Não nos podemos esquecer de igual modo que Sandoval está a dar conhecimento de um comportamento ilegal. Não falamos aqui da simpatia ou antipatia que haverá para com a acção em si, mas de um ponto de vista estritamente de legalidade. Sandoval dá conta de um acto que, aos olhos das autoridades do país no qual deseja entrar, é um crime, e as justificações que apresenta para a sua prossecução são, na melhor das hipóteses, comuns em termos de desejos pessoais mas, afinal de contas, algo débeis face às questões mais prementes e acesas associadas à massa de migração na qual se integra. Outras situações são mostradas e o autor compara-se a elas, sempre revelando que sabe não ser o moto dele mesmo tão “nobre” quanto os demais, mas o problema está em que a sua solidariedade nem sempre vem ao de cima, apesar dos pequenos gestos de forçada ajuda mútua.

O autor habituou-nos ao seu estilo “giro cabeçudo”, que a editora portuguesa tem dado a conhecer de forma sistemática e com grande qualidade, empregado em géneros afectos à fantasia, entre o delicodoce e o sombrio. Esta família estilística é um episódio curioso na história da ilustração e caricatura, remontando ao século XVIII italiano para criar formas de representação que, partindo do grotesco e também remetendo a experiências reais de anões no teatro, permitiam formas de criar fantasias de escala e relações de poder. Durante o final do século XIX e no início do século XX, com a alavancagem da nascente “ilustração infantil” (isto é, práticas visuais, estruturais e poéticas específicas para crianças, de uma forma diferenciada dos adultos que era inédita), introduzia-se a noção do “cute”, com autores como Rose O’Neill e Grace Dreyton na linha da frente, bebendo das proporções dos bebés para criarem as suas personagens e que seriam decisivas na banda desenhada vindoura e de forma permanente (basta pensar, hoje, na presença e sucesso de projectos de designer toys como os bonecos Pop! da Funko). Todavia, não nos podemos abstrair de que uma forma, quando é trabalhada para servir de instrumento aguçado de um propósito, ao ser empregue num contexto bem distinto, pode sublinhar usos irónicos, desviantes, surpreendentes ou então acaba por funcionar antes como um veículo algo falho.

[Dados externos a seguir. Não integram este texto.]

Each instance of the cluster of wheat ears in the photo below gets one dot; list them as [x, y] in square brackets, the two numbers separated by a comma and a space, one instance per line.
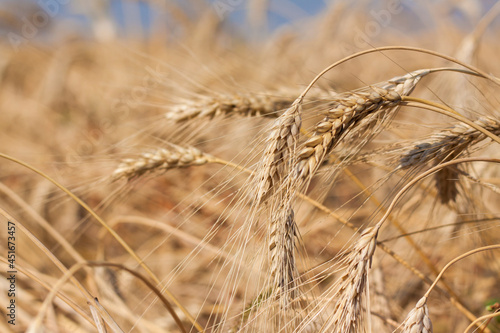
[372, 209]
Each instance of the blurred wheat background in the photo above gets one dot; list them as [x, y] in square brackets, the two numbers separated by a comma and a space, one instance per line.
[220, 200]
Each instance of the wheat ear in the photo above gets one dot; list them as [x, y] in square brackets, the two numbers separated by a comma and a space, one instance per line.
[282, 257]
[349, 111]
[263, 105]
[161, 160]
[280, 149]
[445, 146]
[348, 313]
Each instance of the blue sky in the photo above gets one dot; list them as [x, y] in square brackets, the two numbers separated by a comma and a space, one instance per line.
[139, 18]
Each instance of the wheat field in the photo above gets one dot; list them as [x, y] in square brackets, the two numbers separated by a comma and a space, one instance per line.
[339, 173]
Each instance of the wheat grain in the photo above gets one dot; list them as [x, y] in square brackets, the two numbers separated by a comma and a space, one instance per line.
[281, 145]
[282, 258]
[418, 320]
[349, 111]
[445, 146]
[451, 141]
[160, 159]
[349, 314]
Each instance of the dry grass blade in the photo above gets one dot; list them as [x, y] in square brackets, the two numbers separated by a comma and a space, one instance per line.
[161, 160]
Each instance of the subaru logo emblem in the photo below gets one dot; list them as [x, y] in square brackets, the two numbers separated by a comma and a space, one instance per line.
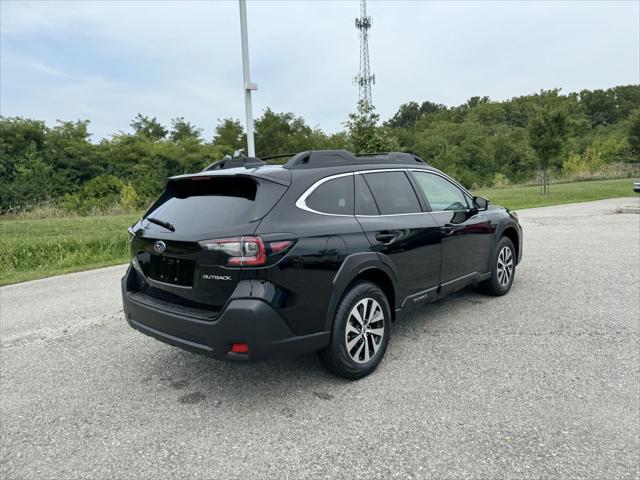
[159, 246]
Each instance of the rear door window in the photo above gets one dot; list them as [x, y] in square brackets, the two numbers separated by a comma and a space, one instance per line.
[393, 193]
[441, 194]
[334, 196]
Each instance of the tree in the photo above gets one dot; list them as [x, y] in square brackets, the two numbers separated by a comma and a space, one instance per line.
[406, 116]
[634, 134]
[547, 132]
[148, 127]
[363, 133]
[182, 130]
[229, 135]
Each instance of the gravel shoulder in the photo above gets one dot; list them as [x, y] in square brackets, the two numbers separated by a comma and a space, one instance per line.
[543, 382]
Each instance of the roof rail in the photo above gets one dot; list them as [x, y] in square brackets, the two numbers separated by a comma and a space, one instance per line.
[238, 162]
[399, 157]
[325, 158]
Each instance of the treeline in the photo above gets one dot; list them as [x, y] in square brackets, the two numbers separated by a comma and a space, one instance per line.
[481, 143]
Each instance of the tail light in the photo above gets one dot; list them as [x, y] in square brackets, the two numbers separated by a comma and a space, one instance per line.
[245, 251]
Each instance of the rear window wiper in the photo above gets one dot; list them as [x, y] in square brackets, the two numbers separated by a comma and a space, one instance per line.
[162, 223]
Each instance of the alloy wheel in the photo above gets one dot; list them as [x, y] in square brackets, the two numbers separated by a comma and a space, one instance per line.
[505, 266]
[365, 330]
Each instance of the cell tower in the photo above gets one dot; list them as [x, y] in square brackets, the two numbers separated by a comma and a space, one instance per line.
[364, 79]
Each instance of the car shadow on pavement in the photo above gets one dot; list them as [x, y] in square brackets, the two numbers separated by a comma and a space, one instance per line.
[197, 379]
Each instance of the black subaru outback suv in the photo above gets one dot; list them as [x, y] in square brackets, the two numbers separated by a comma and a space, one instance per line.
[246, 261]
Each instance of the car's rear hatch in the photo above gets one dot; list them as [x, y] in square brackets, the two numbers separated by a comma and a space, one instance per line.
[176, 261]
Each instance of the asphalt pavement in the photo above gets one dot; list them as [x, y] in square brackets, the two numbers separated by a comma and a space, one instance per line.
[543, 382]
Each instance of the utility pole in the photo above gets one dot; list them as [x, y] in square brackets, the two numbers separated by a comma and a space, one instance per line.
[364, 79]
[248, 86]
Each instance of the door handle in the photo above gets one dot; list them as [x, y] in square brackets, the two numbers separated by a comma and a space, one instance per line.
[385, 237]
[448, 229]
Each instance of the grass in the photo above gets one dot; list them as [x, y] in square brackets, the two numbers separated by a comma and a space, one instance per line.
[518, 197]
[33, 248]
[37, 248]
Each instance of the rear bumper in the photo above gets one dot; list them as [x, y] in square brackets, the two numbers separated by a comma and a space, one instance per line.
[243, 320]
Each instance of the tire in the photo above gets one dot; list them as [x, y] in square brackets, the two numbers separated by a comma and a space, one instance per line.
[503, 269]
[348, 355]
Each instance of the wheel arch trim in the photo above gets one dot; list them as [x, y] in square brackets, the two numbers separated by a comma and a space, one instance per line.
[354, 266]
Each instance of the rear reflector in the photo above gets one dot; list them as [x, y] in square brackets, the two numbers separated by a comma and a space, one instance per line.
[239, 348]
[277, 247]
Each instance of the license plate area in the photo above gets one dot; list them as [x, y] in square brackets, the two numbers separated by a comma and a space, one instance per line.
[176, 271]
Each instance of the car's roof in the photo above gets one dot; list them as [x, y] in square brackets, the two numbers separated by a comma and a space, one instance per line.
[281, 174]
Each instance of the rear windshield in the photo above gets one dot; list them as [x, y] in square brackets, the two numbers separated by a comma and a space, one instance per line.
[203, 204]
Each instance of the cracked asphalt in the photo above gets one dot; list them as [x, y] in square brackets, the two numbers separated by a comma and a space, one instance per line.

Ora, é precisamente essa a ideia que sentimos em relação a Rendez-vous em Phoenix. Apesar do autor se manter, como é esperado, no campo do naturalismo (com a excepção de uma cena onírica-simbólica), e introduzir pequenas diferenças em termos de pormenor de linha e expressividade dos rostos, um trabalho de cor mais sóbrio, uma composição de página mais regular em relação aos volumes anteriores, não deixam estas opções de figuração por criar uma espécie de distância entre a gravidade do tema e o seu tratamento. O momento em que os mexicanos passados são assaltados, o brevíssimo cruzamento que fazem com negros americanos, e, enfim, todos os momentos mais dinâmicos, acabam por ganhar uma leveza e comicidade que parece desemparelhada com os propósitos de Sandoval.  Ou seja, de uma forma metafórica algo deselegante da nossa parte, se o autor atravessou uma fronteira em termos de conteúdo, mesmo que de modo ténue, em termos formais não a cumpriu.

Enquanto projecto, é possível que este seja um processo difícil para o autor, mas que poderá assinalar a transformação da sua vontade criativa, espelhando o que sucedeu com tantos autores antes dele. A de escaparem da força de atracção dos seus territórios mais habituais e que se constringem a géneros e fórmulas mais ou menos convencionadas para começarem a batalhar com contornos mais livres e pessoais, por vezes, quem sabe, até dolorosos. E como reza o cliché, o início de uma viagem está no primeiro passo, dado aqui. Atravessando uma fronteira.

Nota final: agradecimentos à editora e à organização dos Galardões BD Comic Com Portugal, pela possibilidade de acesso ao pdf do livro.